Born in 1593 into an aristocratic English family, George Herbert was educated at Westminster School and Cambridge University. After graduating from Cambridge, Herbert served in the Parliament for one term (1624) as the representative of Montgomeryshire in support of King James’ peaceful policies towards Spain. Once that term was over, Herbert returned to his original career goal of becoming a priest in Church of England. Accordingly, Herbert was ordained as a deacon in the fall of 1624 and a priest in 1630. Shortly before his ordination into the priesthood, Herbert had married Jane Danvers on March 5, 1629. Together they moved to Bemerton, a small rural village in the south of England, where Herbert was the parish rector until his death in 1633.
Both of Herbert’s works (“The Country Parson” and “The Temple”) were published after his death, making it hard to determine the actual date in which they were written. In the intro to “The Country Parson,” Herbert writes that he “resolved to set down the Form and Character of a true Pastor, that I may have a Mark to aim at” (page 54). With this in mind, it is assumed that Herbert pinned most of the work in the five years between when he was ordinated as a deacon and then a priest. The content of the work carries with it the assumption that everyone living in England at the time was a member of the Church of England. The goal of a parish pastor was then to be “the Deputy of Christ for the reducing of Man to the Obedience of God” through teaching and personal example (page 31).
The second major work of Herbert is a collection of religious poems written at various points in Herbert’s life. Combined into one volume, “The Temple” is divided into three sections with individual poems fitting the tone of their section. The first section, “The Church Porch”, is actually one long poem akin to Proverbs with practical advice for believers. The second section was simply called “The Church” and focuses on the prayers of the believers with echoes of Psalms and The Song of Solomon within the poems. The third and final section, “The Church Militant,” include poems about the history of the church similar to how the Old Testament narrative talk about the history of the people of Israel.

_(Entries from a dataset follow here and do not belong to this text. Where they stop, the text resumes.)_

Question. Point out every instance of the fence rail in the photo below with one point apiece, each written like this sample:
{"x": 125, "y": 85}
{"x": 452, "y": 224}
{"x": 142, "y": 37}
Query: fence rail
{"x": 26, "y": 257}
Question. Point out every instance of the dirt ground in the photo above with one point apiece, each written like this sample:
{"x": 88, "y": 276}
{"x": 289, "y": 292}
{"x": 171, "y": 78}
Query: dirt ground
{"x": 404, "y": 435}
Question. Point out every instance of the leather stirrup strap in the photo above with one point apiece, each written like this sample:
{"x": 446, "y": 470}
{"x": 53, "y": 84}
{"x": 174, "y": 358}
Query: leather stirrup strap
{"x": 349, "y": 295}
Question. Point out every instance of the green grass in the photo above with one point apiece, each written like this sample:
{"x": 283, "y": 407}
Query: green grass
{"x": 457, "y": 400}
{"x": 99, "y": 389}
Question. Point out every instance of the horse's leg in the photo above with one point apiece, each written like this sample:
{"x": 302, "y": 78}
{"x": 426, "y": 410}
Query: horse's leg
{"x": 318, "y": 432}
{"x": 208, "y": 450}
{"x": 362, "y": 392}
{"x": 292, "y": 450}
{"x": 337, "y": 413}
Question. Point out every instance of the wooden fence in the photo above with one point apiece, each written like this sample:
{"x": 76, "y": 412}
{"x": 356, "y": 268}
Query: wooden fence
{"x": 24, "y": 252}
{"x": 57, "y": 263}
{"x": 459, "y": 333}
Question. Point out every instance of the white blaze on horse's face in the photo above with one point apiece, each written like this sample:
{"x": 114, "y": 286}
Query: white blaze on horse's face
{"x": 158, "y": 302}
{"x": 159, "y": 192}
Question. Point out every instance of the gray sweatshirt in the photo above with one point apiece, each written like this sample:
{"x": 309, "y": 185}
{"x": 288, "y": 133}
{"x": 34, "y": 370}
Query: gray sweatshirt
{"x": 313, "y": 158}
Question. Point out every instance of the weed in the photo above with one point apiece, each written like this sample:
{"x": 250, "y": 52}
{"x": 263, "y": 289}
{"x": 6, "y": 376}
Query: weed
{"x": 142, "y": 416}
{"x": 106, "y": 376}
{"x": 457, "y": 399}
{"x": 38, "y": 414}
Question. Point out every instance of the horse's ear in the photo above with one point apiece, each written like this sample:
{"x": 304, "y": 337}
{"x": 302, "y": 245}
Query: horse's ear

The poems themselves were filled with biblical language and imaginary. A.C. Charity called the technique that Herbert used “applied typology” as he used the typological language of the Bible to talk about present reality rather than a past event (page 41-42). The poem “Aaron” is a perfect example of this technique as Herbert contracts the actions of Aaron the High Priest with his own situations in being a country parson. Another technique that Herbert used was pattern poetry with the shape of the words on the page reflecting the content of the poem. “The Altar” is an example of this type of poems with the words of poem creating a picture of an altar while talking an altar.
While not a poetic connoisseur, the poems of “The Temple” did strike me as beautiful and carrying within them a lasting quality. I like how they are packed full of biblical typology and imaginary while relating to the practical world of life. “The Church Porch” was my favorite poem with the first half carrying the best material. “Jesu” was also a favorite with the imaginary of breaking Jesus’ name with our actions only to discover that he is the one who eases our pain.
“The Country Parson,” on the other hand, seemed to me to be one of rules and regulations. I understand what Herbert was trying to do; yet I personally find that such a high mark becomes a heavy burden to bear rather than a target to aim towards. In this, Herbert’s work reminded me of Gregory the Great’s book “Pastoral Care.” However, even with such a danger, both works have a vein of gold within them that can and should be mined.